Because of these facts, generally the Berendsen barostat is favored over P-R for equilibration purposes (which is why GROMACS warns you if P-R is used for equilibration). However, in my own experience, sometimes P-R can be used for NPT equilibration as long as the initial box size is reasonable relative to the equilibration density and gen-vel = yes is used to make sure that the acceleration of the atoms is not ridiculously large. In these circumstances (and after an energy minimization run), my simulations tend to be stable enough not to crash during equilibration even when using P-R.

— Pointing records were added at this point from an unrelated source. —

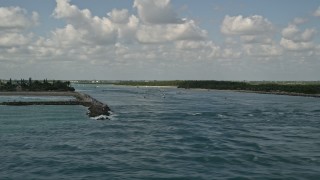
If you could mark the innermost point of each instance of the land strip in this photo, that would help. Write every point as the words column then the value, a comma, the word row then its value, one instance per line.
column 96, row 108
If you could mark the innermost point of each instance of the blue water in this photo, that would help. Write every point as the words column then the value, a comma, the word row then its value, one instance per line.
column 164, row 133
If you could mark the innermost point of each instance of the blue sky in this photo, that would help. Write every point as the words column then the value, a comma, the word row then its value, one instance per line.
column 160, row 39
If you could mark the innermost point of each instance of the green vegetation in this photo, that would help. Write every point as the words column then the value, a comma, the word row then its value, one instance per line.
column 263, row 86
column 259, row 87
column 149, row 83
column 30, row 85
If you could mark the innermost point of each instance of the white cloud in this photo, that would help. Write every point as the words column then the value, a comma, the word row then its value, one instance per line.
column 170, row 32
column 239, row 25
column 156, row 12
column 293, row 33
column 256, row 39
column 299, row 20
column 262, row 50
column 296, row 46
column 296, row 40
column 119, row 16
column 16, row 18
column 8, row 40
column 317, row 12
column 97, row 30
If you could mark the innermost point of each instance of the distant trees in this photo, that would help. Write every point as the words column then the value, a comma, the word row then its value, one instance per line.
column 309, row 88
column 265, row 87
column 36, row 85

However, if you want to simulate in NVE, then I would suggest an Energy Minimization (steepest descent and then possibly conjugate gradient afterwards) → NPT (tcoupl=v-rescale, pcoupl=parrinello-rahman) → NVT (tcoupl=v-rescale, pcoupl=no) → NVE (tcoupl=no, pcoupl=no) workflow. If you experience crashing when using P-R for NPT equilibration, then add another NPT equilibration run with Berendsen barostat before that. It is not recommended to go straight from NPT to NVE because too many changes are taking place simultaneously.